Being an overachiever, I tried overdoing a variety of things in a vain attempt to numb myself from the pain of failure and distract myself a while longer from finding the truth, which is that each of us is Divinely Sourced in love and therefore utterly and completely worthy in every moment no matter what we believe or how we’re performing. Many of the world’s great spiritual traditions share this same essential truth in a variety of ways: the Kingdom of Heaven is within.
I overworked—no vacations for years at a time. I overdid shopping, eating, drinking, and talking. I proved especially adept at overcollecting all manner of objects, my most impressive being a collection of more than two thousand Barbie dolls, complete with twenty different fully outfitted doll dwellings. That particular example was a failed attempt to recapture joy by re-engaging in a joy-filled aspect of my childhood. Because I needed to find some joy, I needed it desperately. By the time I donated my beloved Barbies and all my other collections to charities for auctions, I was hanging on to life by the skin of my teeth. My major challenge each day was to find a reason to go on living.
Sometimes, when we get stuck in habit, ego, or despair, we need to be worn down and broken open to get it. Fortunately, the Universe is more wise, creative, persistent, and loyal than I am, even on my best day. When I didn’t rediscover my truth via the first one million transmissions, the Universe didn’t give up on me. It just upped Its game and kept right on transmitting until I was finally ready to listen, remember, and respond with clarity concerning why I am here and how I choose to live.
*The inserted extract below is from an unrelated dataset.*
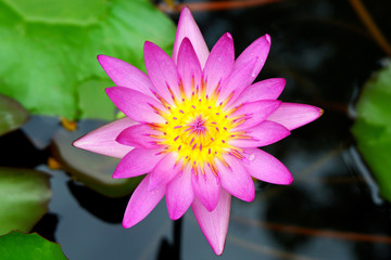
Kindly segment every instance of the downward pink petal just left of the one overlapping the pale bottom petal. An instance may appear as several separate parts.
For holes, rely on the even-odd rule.
[[[181,218],[193,202],[194,194],[191,187],[191,176],[189,169],[184,170],[167,185],[166,203],[168,216],[172,220]]]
To help me gain greater clarity concerning what it means when I affirm that I know who I am and Whose I am, I developed a highly personal statement of intentions comprising selected affirmations that succinctly express my core values and purpose. I share it in the appendix to inspire you to develop your own intentions based on your values and purpose. Just as the affirmations themselves remain dynamic and open to expansion and refinement, so too does the selection of which affirmations are included in the statement of intentions.
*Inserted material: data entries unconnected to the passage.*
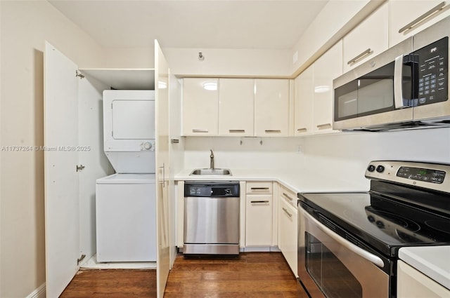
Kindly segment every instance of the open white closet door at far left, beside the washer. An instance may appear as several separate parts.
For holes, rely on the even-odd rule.
[[[44,168],[46,294],[58,297],[79,269],[77,65],[46,43]],[[75,149],[74,149],[75,148]]]

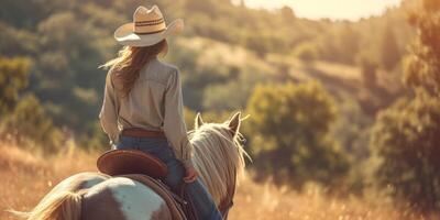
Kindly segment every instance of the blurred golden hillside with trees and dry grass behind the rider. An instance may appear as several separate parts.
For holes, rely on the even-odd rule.
[[[179,69],[188,129],[197,112],[207,122],[250,116],[240,131],[253,163],[233,218],[440,210],[438,0],[402,0],[355,22],[230,0],[2,0],[0,143],[16,144],[0,144],[1,206],[32,207],[95,169],[109,145],[99,66],[118,56],[113,32],[140,4],[157,4],[168,24],[185,20],[160,59]]]

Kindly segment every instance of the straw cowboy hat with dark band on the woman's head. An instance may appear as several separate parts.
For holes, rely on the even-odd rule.
[[[184,21],[182,19],[166,25],[157,6],[153,6],[151,9],[138,7],[133,14],[133,22],[118,28],[114,38],[124,46],[151,46],[183,30]]]

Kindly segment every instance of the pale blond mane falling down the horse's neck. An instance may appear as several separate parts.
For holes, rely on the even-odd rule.
[[[232,134],[227,123],[204,123],[189,132],[194,146],[193,161],[199,177],[216,205],[227,198],[231,187],[244,174],[243,136],[237,131]]]

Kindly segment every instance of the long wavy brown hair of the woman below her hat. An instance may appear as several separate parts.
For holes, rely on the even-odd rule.
[[[119,89],[122,96],[125,97],[133,89],[141,68],[157,55],[166,54],[167,48],[168,43],[166,40],[151,46],[124,46],[118,53],[117,58],[107,62],[100,67],[112,69],[114,73],[112,77],[116,77],[121,82]]]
My statement is posted over my desk, in my kitchen, and next to the bathroom mirror—places where I tend to linger over tasks and benefit from the opportunity to remind myself of my core beliefs and motivations. In particularly stressful situations, I recite a relevant item from the list. Other times I read the entire list aloud as an overall reminder. I encourage you to experiment with developing your own deeply meaningful intentions and ways of using them to support you on your journey to wholeness.